✿ とは言っても、当Blogにおける2021年1月15日付の『定本夢野久作全集 第1巻』記事にて述べた印象が大きく変わるほどの喜びは無く、あそこに書いた事が全てという感じで終わった。久作の父・杉山茂丸関係者が大正期に発行していた雑誌『黒白』にて、久作が執筆していた連載小説の未発見ぶんを果たしてコンプリートできるかどうか、久作のお孫さん杉山満丸が今回この全集への協力を一切固辞している以上、数少ないセールス・ポイントとしてそこに注目していたのだが、誠に残念ながら「発明家」も「首縊りの紛失」も「蠟人形」も「傀儡師」も欠号を発見することはできなかったようだ。
でもこの点につき責めるのは酷というもの。西原和海などは欠落号を数十年も探し続けたのに、それでも出てこないのだから。戦前日本の植民地だった、例えば満洲みたいな土地で発行された雑誌や単行本が内地に残存していないのは致し方ないとしても、『黒白』ならば日本のどこかに眠っていてもおかしくないし・・・と希望を持ち続けてきたが、ここまでネットが発達したのにそれでも発見されないのだから諦めざるをえないのかもしれない。ちなみにどこぞの奇特な方が『黒白』の現存状況をリストにしてネットにupしておられる。私のBlogへはリンクはしないけれども、興味のある方はググってみてはいかが?
『黒白』のミッシング・イシューがあるとはいえ、編纂サイドが少しでも新しいネタを見せようとして(小品ではあるが)既刊全集/著作集に未収録だった短歌などを載せており、そういった努力は理解してあげたい。それと新発見なネタでこそないけれど、この最終第8巻の冒頭を飾る「東京震災スケッチ」だとか「東京の堕落時代」といった非小説のノン・フィクションものを昔から私は評価してきたのだが、世間一般においてそんな声は聞いたためしがない。どう考えても〝能楽〟だとか〝人物伝〟よりはるかに面白くて一級の資料なのに。「ドグラ・マグラ」はもういいから、こっちにも少しはスポットを当ててもらいたいよ。

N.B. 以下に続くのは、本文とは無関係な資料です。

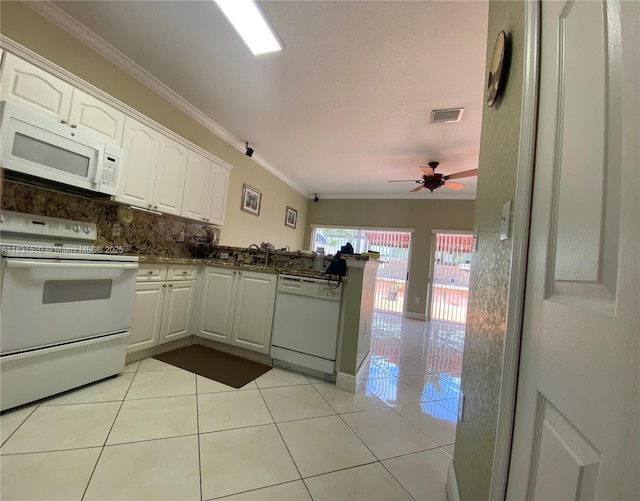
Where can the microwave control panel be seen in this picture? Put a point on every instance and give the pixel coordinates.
(110, 166)
(110, 171)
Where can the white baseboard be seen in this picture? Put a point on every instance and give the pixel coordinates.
(156, 350)
(349, 382)
(346, 382)
(453, 494)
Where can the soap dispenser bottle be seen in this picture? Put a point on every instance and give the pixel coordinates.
(318, 263)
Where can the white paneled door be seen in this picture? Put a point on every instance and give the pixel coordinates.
(576, 427)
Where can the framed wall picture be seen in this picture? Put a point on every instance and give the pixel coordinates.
(291, 217)
(251, 199)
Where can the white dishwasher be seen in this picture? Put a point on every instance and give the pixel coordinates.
(305, 325)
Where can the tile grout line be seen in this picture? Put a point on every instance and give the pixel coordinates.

✿ 本日の記事の締めに、夢野久作が好きだけど本全集第8巻はまだ買っていないという方々へまさかの情報をお知らせしておく。何と、今まで普通に夢野久作作品として扱われてきながら、本全集からオミットした童話ものが六十八篇もあるのだ。よく知られている代表的な作品で言えば「ルルとミミ」。ざっくり書くなら「ルルとミミ」は久作の継母・杉山幾茂の兄・戸田健次の息子=戸田健が実際関わった原稿であるとみられ、久作のアダプテーションは認められるものの本全集編纂メンバーで協議した結果、夢野久作を作者としてみなすことはできないという結論に至ったという。
未収録にした根拠こそ第8巻巻末に書いてはあるけれど、疑義発生から確定までの詳細な流れは記されていない。こうなると、今回久作作品としては認められぬとされてしまった作品を今まで久作作品だと認定してきた西原和海は相当プライドを傷付けられただろうなあ。そしてまたとんだ受難に逢う羽目になってしまった『定本夢野久作全集』に対して熱心な久作ファンはどのように考えているのか。思わず私は岡村靖幸ばりに「♪どぉなっちゃってんだよ、ど・ど・ど・どぉなっちゃってんだろう」と困惑を隠せないのだった。